曉珺同志說得對,我好好一個人,也不能平白無故就被人欺負了!但是看在院長的面子上,霍幸福,你要是再不聽從我的工作安排,就別怪我把今天的事情匯報給院長、然后請執法隊替我主持公道!”
身為同事,低頭不見抬頭見,護士長顯然不愿意把事情鬧得太僵,畢竟霍幸福身后還有個院長老爹,軍人老媽,是以,能好好相處,護士長還是愿意好好相處的。
誠如白曉珺所想,霍幸福確實是自己要求回到軍醫院上班,為此還給霍父下跪認錯了。
要是自己的目的還未達成,就被白曉珺聯合這小賤人趕出醫院,那她之后的宏圖大業怕是做不成了!
想讓她離開軍醫院可以,至少要等拿到公章,在供貨合作的意向書上簽字蓋章,她才能走。
霍幸福用手背擦了一下淚水。
“行!不就是配合工作嗎,這都是我分內的事,我去幫忙配藥,行了吧!”
“白曉珺,看到我這樣低三下四,你高興了嗎?”
聽到霍幸福怨恨的話,白曉珺很無語,“你自己也知道,是分內的事兒,不肯完成工作任務指標,挨罵了,關我什么事?霍幸福,你非要一個回答?行,那我滿足你的愿望,看到你低三下四的挨訓斥,我很高興!”
“你——”
白曉珺沒給霍幸福說話的機會,扭頭看向護士長,“沈勁野接下來的幾瓶藥水都及時一點,我剛剛出來的時候,他點滴軟管都已經回血了。
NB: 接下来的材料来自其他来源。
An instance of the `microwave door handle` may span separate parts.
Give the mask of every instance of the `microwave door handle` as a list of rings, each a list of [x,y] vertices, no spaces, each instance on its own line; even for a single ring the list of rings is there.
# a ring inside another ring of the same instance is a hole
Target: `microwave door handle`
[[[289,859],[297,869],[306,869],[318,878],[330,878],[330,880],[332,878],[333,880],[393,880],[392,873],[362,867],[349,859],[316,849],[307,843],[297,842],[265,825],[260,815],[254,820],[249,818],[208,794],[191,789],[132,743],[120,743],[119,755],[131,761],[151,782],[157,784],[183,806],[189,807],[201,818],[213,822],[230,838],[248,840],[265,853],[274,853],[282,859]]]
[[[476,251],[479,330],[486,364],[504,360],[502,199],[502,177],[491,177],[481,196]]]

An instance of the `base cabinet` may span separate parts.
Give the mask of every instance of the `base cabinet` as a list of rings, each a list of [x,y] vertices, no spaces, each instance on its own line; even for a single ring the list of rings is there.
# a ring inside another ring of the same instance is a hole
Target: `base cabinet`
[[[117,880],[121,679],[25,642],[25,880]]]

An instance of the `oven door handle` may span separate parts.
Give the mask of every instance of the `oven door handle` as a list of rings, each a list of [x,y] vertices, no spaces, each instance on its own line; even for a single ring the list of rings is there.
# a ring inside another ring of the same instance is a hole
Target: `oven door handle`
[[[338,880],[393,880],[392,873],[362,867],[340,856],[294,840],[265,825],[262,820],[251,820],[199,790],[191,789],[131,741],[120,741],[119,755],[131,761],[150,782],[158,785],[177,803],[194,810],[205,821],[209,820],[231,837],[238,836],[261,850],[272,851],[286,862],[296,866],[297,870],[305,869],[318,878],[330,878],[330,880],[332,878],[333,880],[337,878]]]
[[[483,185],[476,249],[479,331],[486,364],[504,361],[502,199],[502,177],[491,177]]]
”
拜托完這件事,白曉珺理都沒理霍幸福扭曲的面容,轉身回病房了,還順便聊閑話一樣,把霍幸福又回了軍醫院的消息,告訴沈勁野。
沈勁野聽完蹙緊眉心,“真是陰魂不散!軍醫院怎么腐敗成這個樣子,讓霍幸福這樣的人回來,簡直是拿士兵們的生命安全開玩笑!曉珺,幫我把紙筆拿過來,我要寫一封舉報信,嚴肅的批評軍醫院的行為!”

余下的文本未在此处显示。